Fermentation is the process of using microorganisms to create desirable changes to foodstuffs or beverages. Historically, fermentation was used as a preservation method, to extend the life of foods, but also in the production of alcoholic beverages or dairy products like yoghurt. Today, we are learning more and more about the health benefits of fermented food and ways to incorporate them in our daily diets as the fermentation process seems to create foods with stronger nutritional properties, that boost immunity, protect our gut health, while helping our mental health. There’s been a lot of press recently about fermented foods but in the recent guardian article Clare Finney doesn’t forget to include our beloved organic and unpasteurised Greek olives.

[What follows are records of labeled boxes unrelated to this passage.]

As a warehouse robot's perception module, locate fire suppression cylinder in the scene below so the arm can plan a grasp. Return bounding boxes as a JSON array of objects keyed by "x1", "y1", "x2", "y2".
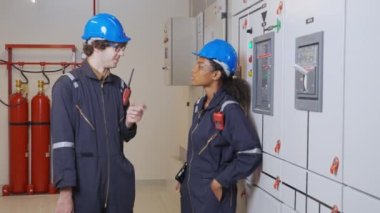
[
  {"x1": 8, "y1": 80, "x2": 29, "y2": 193},
  {"x1": 31, "y1": 81, "x2": 50, "y2": 193}
]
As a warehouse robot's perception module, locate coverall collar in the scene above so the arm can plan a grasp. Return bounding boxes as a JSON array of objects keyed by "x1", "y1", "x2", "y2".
[
  {"x1": 82, "y1": 60, "x2": 114, "y2": 83},
  {"x1": 200, "y1": 87, "x2": 226, "y2": 110}
]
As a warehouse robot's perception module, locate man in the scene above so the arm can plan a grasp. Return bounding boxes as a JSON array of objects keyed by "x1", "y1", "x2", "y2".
[{"x1": 51, "y1": 13, "x2": 145, "y2": 213}]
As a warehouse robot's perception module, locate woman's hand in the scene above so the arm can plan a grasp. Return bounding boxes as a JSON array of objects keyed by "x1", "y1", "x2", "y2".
[
  {"x1": 211, "y1": 179, "x2": 223, "y2": 202},
  {"x1": 125, "y1": 104, "x2": 146, "y2": 128}
]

From the Korean kimchi to the Japanese miso and from the Russian Kvass to Lutefisk in Norway, there are many examples of foods that are not only a big part of cuisines, but also of local cultures. In Greece, fermented products are greatly valued and have historically been part of Greek gastronomy. Pickling is what first comes to mind when we think of fermentation in Greece, but what many don’t know is that the olives or the barley rusks in a dakos salad may (if properly produced) be fermented foods, offering not only a deeper taste, but also higher nutritional value. Below are our favourites:

Olives, a bitter fruit when picked from the tree, have to go through a curing process before they become edible. Traditionally, this is done by submerging the olives in salt water, changing the brine carefully for 6-9 months. Commercially sold olives more often than not use caustic soda. Our olives our naturally fermented, retaining all the benefits of this slow process.

Apple cider vinegar
This unique vinegar that many consume as a nutritional supplement is unfiltered and unpastrutised. Heritage apple varieties from Mount Olympus are naturally fermented to produce a rich and flavourful vinegar which is then aged for a minimum of one year. This vinegar with ‘the mother’ and natural sedimentation, does not contain sulfites and is widely known for its antioxidant properties.

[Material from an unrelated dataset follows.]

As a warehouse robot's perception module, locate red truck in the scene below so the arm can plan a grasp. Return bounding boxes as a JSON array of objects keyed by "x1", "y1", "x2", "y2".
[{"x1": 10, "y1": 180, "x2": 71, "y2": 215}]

Sour trahana is an ingredient made with wheat and sheep’s yoghurt or “sour” milk, that is milk that’s left in room temperature for a few days until it becomes sour. In some regions barley, emmer wheat or other grains are used. It is then kneaded and passed through a large sieve, becoming like little, tiny pieces of pasta. It is then dried and stored.  It is another way to preserve milk or dairy in the winter when the goats or sheep didn’t produce as much. Trahanas, with all its regional variations forms the basis of many nourishing soups, but also breakfasts.

Greek yoghurt (find Yoghurt at our Borough Market shop)
The thick, creamy yoghurt should only contain milk and yghuyrt culture. The fermentation of the natural sugars in the milk by the culture produces lactic acid, which acts on milk protein and gives yogurt its characteristic thick texture and flavour. In Greece, yoghurt is usually eaten with honey and walnuts, a much loved dessert or snack.

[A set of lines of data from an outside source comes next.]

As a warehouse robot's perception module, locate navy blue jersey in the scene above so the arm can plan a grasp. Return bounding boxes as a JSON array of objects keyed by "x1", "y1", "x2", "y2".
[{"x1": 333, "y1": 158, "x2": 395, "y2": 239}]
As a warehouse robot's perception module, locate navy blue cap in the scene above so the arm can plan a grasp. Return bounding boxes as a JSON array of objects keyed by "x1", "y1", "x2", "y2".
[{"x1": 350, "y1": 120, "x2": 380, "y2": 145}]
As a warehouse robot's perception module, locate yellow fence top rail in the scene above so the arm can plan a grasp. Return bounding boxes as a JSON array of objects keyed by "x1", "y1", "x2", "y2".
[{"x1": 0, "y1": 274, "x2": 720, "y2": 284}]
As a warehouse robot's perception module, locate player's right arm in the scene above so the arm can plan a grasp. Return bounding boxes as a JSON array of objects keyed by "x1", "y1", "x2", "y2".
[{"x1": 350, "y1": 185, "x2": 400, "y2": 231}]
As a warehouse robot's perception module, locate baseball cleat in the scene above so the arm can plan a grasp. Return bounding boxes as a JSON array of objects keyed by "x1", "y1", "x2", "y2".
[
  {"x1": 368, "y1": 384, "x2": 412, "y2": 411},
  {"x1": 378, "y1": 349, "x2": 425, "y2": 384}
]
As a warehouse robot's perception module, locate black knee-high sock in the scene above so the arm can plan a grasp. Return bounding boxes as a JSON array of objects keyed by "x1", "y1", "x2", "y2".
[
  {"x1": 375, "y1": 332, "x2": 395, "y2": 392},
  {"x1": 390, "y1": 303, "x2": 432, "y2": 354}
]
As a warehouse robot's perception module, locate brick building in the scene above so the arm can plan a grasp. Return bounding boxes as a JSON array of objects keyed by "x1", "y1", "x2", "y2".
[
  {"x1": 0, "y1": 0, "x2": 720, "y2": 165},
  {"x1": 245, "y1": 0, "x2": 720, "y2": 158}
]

Goat kefir (find Kefir at our Borough Market shop)
Kefir is a fermented milk drink, made with kefir grains. We prefer goat milk kefir as goat milk is often much less industrialised than cow’s milk, but also, with goats roaming around Greek mountains, their milk is part of the Greek culture. Greeks prefer drinking kefir plain, but we love it in smoothies too.

Barley rusks (Sourdough)
Not many will know that barley rusks, apart from the main ingredient in the much-loved dakos salad are also a fermented food, as they are made with sourdough. The idea behind rusks is preserving bread for longer, while in the past, most rural households in Greece had their own sourdough starter, used to make bread. Rusks were made for shepherds, fishermen or farmers who worked aways from home for long periods of time.